Having finished the last chapter I believe the confusion was intentional, as even the characters do not know their own lineage and begin having carefree incest and have a child born with a tail.  They even actively search their family tree but to no avail and frustration.  At least I wasn't the only one frustrated with knowing who was begat from which character.  I know not...and neither did the characters.  If I had the patience, and right now I don't, I would read this tome again and pay special attention to the character names.  But since it was a rather lengthy book  I will pass on any re-read.

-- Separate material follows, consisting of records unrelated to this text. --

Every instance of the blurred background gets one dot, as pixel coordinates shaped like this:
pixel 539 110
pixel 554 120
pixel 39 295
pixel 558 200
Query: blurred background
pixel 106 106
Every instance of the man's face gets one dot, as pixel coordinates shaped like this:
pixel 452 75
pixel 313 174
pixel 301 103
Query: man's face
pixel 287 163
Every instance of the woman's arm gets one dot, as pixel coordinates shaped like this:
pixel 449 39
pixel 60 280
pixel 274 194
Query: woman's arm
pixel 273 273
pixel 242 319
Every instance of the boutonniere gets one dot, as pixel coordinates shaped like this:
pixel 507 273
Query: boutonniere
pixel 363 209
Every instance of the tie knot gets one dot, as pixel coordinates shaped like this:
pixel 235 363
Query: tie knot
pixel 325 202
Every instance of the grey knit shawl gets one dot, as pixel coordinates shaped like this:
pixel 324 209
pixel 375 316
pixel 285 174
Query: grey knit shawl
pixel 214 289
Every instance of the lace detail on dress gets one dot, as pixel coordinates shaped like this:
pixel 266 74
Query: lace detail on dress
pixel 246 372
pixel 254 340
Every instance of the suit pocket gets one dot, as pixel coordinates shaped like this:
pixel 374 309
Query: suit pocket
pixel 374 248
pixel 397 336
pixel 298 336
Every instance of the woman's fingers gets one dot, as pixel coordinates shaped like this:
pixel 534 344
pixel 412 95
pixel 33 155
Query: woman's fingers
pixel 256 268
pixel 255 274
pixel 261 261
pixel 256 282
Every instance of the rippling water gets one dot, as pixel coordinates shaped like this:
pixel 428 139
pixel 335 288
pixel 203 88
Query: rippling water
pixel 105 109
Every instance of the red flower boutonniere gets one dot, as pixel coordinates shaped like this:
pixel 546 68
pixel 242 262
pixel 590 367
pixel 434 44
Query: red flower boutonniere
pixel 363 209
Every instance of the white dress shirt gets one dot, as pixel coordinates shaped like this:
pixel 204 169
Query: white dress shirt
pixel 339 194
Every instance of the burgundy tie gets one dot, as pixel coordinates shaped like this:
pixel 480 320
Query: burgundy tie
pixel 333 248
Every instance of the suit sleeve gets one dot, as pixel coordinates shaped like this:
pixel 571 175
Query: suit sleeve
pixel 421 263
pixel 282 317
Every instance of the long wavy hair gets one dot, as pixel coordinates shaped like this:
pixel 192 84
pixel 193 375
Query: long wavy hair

This was an Oprah book selection.  Part of me wants to visit her site and see the comments left my dedicated Oprah-ites and see the praise her followers heap on her for such a sage selection.  But I've already read 417 pages of tiring narrative, I don't think my constitution could bear to read encomiums directed at the genius of Oprah's selection.

1 comment:

  1. I've had trouble warming up to GGM. Also, don't care much for magical realism. Still, I'm glad I read it.